A Los Angeles, una rosa crebbe dal cemento. Nel settembre del 1996, ne venne sradicata. Si tratta della data di morte del rapper Tupac Shakur, data che segnò un punto di svolta, un risveglio, nella comunità hip-hop del tempo.
Tupac era un ragazzo cresciuto in strada, educato dal cemento. Era un rapper, tra i migliori ammirati durante gli anni ’90. Era, infine, un poeta. I suoi versi possono essere considerati pietre miliari della poesia afro-americana, poesia degli oppressi e di coloro che spesso sono costretti alla sopravvivenza urbana. Il genere affonda le sue radici nello spoken word di artisti come Gil Scott-Heron e i Last Poets. Il primo, in particolare, fu abbastanza influente da divenire una sorta di oracolo per chi volesse fare del rap un mezzo espressivo nobile ed elaborato.
Il timore che la fiamma poetica si stia affievolendo è giustificato, dato che le tendenze contemporanee del genere, sempre più lanciato verso una autoreferenzialità, che sfocia in alcuni casi nel ridicolo, in dichiarazioni irriverenti per il mero gusto d’esserlo.
Si possono fare canzoni leggere, ma perché fare solo canzoni leggere?
Il lessico rimane spesso ancorato allo stereotipo “coatto” del rap, quello che lo identifica con la necessità di mettere in mostra le proprie capacità tecniche, la necessità di farsi riconoscere unicamente in quanto migliore degli altri.

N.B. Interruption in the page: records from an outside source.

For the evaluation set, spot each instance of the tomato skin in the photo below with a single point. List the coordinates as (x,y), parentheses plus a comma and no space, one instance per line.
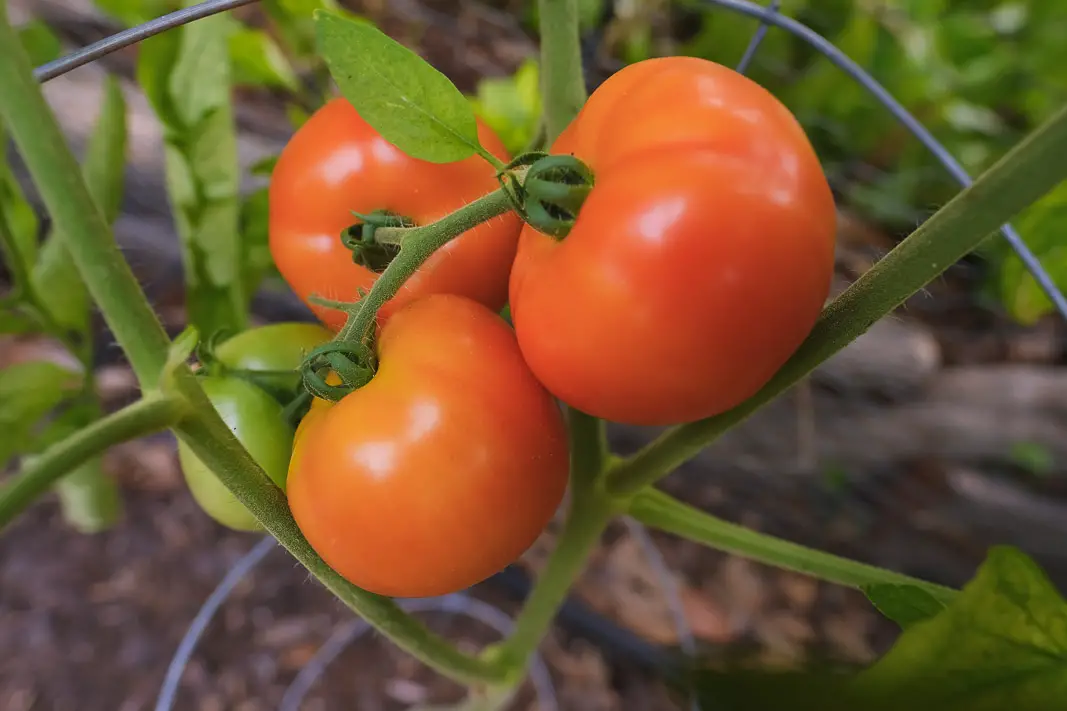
(255,419)
(273,347)
(699,262)
(335,164)
(442,470)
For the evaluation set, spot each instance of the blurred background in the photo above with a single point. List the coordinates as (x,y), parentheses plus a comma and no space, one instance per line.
(941,431)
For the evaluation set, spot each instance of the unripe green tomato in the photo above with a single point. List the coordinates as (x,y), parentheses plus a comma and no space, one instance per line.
(255,419)
(273,347)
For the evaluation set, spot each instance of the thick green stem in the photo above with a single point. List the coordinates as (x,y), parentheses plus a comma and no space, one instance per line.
(591,508)
(416,246)
(588,442)
(143,417)
(215,444)
(586,522)
(120,298)
(659,510)
(589,515)
(562,80)
(1029,171)
(84,232)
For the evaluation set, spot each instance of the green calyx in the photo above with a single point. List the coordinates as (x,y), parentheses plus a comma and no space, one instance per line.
(366,243)
(553,191)
(352,362)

La tendenza può essere invertita, perché casi d’eccellenza vi sono, anche andando a guardare nell’hip-hop mainstream. È il caso di Kendrick Lamar, che potrebbe essere preso come esempio di una “via di mezzo”: non per niente, è stato considerato il diretto erede di Tupac, di quella corrente che, rimanendo in bilico tra strada e celebrità, riesce a fare delle rime un filtro universale, con cui raccontare, interpretare e connotare il mondo dei sobborghi poveri metropolitani. Altro esempio, spostandoci sulla costa orientale, è quello di Aesop Rock, tessitore di rime affilate e più ricercate della norma. La sua “Daylight” (contenuta nella playlist in fondo all’articolo) è una cornucopia lessicale, straripante delle preoccupazioni del rapper di New York sulla sua quotidianità, immersa nello stile di vita nordamericano.
Nella stessa playlist sono presenti altri artisti che hanno deciso di seguire la strada poetica dell’hip-hop. Alcuni affiancandola con una tumultuosa critica della contemporaneità (i suddetti Kendrick e Aesop, ma anche i Death Grips, Kate Tempest o Saul Williams), altri cospargendo di intimità le proprie rime, come accade per Earl Sweatshirt, talentuoso rapper appena ventenne. Spaziando dall’astrattismo all’impressionismo musicale, passando per il più devastante dei realismi, questi griot odierni rispettano le radici complesse dei testi rap, osando dal punto di vista tematico e sonoro.